It is becoming increasingly clear that the issue of global labour movement and integration is a key topic at the interface
of trade, development and globalization. In 2005 the global labour force numbered 2.8 billion, of which 2.25 billion was
developing country labour force.
This paper attempts to provide a comprehensive picture of the impact on trade, development and poverty reduction brought about by global labour movement and integration. It attempts to answer the question as to how temporary labour mobility can be better managed so as to contribute to improving people´s livelihood and welfare prospects while at the same time moving closer to the achievement of internationally agreed development goals, in particular the United Nations Millennium Development Goals.
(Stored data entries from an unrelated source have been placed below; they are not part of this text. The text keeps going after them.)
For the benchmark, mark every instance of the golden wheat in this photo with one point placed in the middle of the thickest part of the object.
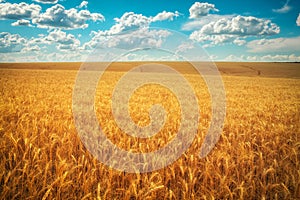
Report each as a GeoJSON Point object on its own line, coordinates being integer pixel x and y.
{"type": "Point", "coordinates": [42, 157]}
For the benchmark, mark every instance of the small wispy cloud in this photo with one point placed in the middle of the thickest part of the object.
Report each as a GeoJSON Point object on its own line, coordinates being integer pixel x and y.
{"type": "Point", "coordinates": [284, 9]}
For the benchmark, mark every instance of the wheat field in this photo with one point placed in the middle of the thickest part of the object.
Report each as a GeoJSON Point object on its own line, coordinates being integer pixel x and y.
{"type": "Point", "coordinates": [42, 157]}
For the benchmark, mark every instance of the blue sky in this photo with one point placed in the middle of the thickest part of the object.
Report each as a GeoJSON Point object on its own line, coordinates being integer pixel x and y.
{"type": "Point", "coordinates": [64, 30]}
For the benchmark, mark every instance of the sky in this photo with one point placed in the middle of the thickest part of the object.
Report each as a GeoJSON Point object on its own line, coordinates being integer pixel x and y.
{"type": "Point", "coordinates": [232, 30]}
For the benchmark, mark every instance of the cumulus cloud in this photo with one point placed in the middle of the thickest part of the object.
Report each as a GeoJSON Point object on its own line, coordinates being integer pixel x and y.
{"type": "Point", "coordinates": [241, 25]}
{"type": "Point", "coordinates": [46, 1]}
{"type": "Point", "coordinates": [11, 42]}
{"type": "Point", "coordinates": [131, 31]}
{"type": "Point", "coordinates": [198, 9]}
{"type": "Point", "coordinates": [284, 9]}
{"type": "Point", "coordinates": [274, 45]}
{"type": "Point", "coordinates": [165, 16]}
{"type": "Point", "coordinates": [142, 37]}
{"type": "Point", "coordinates": [226, 30]}
{"type": "Point", "coordinates": [19, 10]}
{"type": "Point", "coordinates": [31, 48]}
{"type": "Point", "coordinates": [58, 17]}
{"type": "Point", "coordinates": [21, 22]}
{"type": "Point", "coordinates": [198, 23]}
{"type": "Point", "coordinates": [64, 41]}
{"type": "Point", "coordinates": [83, 4]}
{"type": "Point", "coordinates": [129, 21]}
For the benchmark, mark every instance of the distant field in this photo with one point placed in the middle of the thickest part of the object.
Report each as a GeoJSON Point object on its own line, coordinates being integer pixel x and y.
{"type": "Point", "coordinates": [257, 156]}
{"type": "Point", "coordinates": [264, 69]}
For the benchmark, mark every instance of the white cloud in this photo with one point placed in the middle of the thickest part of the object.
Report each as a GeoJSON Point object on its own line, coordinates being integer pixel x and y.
{"type": "Point", "coordinates": [198, 9]}
{"type": "Point", "coordinates": [63, 40]}
{"type": "Point", "coordinates": [19, 10]}
{"type": "Point", "coordinates": [58, 17]}
{"type": "Point", "coordinates": [60, 39]}
{"type": "Point", "coordinates": [83, 4]}
{"type": "Point", "coordinates": [21, 22]}
{"type": "Point", "coordinates": [129, 21]}
{"type": "Point", "coordinates": [241, 25]}
{"type": "Point", "coordinates": [239, 42]}
{"type": "Point", "coordinates": [227, 30]}
{"type": "Point", "coordinates": [11, 42]}
{"type": "Point", "coordinates": [284, 9]}
{"type": "Point", "coordinates": [183, 47]}
{"type": "Point", "coordinates": [274, 45]}
{"type": "Point", "coordinates": [131, 31]}
{"type": "Point", "coordinates": [165, 16]}
{"type": "Point", "coordinates": [31, 48]}
{"type": "Point", "coordinates": [142, 37]}
{"type": "Point", "coordinates": [46, 1]}
{"type": "Point", "coordinates": [214, 39]}
{"type": "Point", "coordinates": [198, 23]}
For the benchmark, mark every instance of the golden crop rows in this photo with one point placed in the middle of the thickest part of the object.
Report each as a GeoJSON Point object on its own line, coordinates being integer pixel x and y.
{"type": "Point", "coordinates": [42, 157]}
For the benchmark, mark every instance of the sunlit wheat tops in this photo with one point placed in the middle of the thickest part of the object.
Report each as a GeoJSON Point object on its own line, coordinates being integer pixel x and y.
{"type": "Point", "coordinates": [42, 157]}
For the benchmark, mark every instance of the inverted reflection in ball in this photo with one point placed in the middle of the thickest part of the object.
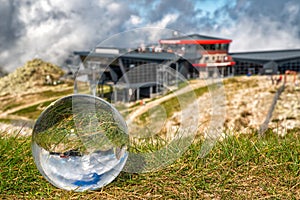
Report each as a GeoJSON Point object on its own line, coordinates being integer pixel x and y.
{"type": "Point", "coordinates": [79, 143]}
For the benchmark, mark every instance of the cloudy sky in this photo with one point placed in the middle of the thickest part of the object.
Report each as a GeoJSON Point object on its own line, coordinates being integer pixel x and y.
{"type": "Point", "coordinates": [52, 29]}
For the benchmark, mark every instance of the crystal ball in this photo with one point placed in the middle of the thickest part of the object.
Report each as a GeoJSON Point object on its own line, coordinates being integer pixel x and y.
{"type": "Point", "coordinates": [79, 143]}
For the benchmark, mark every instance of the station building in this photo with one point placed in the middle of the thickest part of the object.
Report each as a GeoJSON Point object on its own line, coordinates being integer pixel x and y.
{"type": "Point", "coordinates": [266, 62]}
{"type": "Point", "coordinates": [145, 71]}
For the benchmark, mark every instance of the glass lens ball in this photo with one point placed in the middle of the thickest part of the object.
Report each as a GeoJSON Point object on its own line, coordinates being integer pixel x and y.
{"type": "Point", "coordinates": [80, 143]}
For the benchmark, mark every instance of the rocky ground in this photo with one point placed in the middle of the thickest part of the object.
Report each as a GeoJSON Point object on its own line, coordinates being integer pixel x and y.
{"type": "Point", "coordinates": [36, 81]}
{"type": "Point", "coordinates": [286, 115]}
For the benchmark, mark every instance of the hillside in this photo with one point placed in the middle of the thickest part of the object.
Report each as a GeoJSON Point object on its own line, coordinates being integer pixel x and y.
{"type": "Point", "coordinates": [30, 77]}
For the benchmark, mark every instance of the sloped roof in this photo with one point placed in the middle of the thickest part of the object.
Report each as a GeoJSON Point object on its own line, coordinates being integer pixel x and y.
{"type": "Point", "coordinates": [195, 37]}
{"type": "Point", "coordinates": [276, 55]}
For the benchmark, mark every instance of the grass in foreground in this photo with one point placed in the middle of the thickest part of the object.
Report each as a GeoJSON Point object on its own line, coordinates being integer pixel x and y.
{"type": "Point", "coordinates": [241, 167]}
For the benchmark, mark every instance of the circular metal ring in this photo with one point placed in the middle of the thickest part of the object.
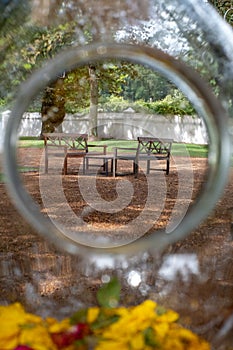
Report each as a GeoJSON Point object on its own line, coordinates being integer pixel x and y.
{"type": "Point", "coordinates": [199, 94]}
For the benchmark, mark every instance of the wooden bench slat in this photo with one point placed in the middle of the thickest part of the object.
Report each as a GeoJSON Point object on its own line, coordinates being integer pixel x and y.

The paper looks at temporary labour mobility and skills trade as it relates to trade and development from the perspectives of
both sending and receiving countries. It sets out the problem of labour mobility, the state of play in the global labour
market, push-pull factors that cause labour mobility and succinctly, the seven inconsistencies of the labour movement
conundrum. A detailed examination of the socio-economic costs and benefits to sending and receiving countries provides
a balanced overview of the picture.
From the trade perspective the paper argues that progress in allowing temporary movement of labour by means of multilateral and regional or bilateral agreements is important to further good global governance, coherence and solidarity necessary for achieving Millennium Development Goals.
The paper concludes with several mutually beneficial policy recommendations which would ensure the sustained positive effects of migration on development.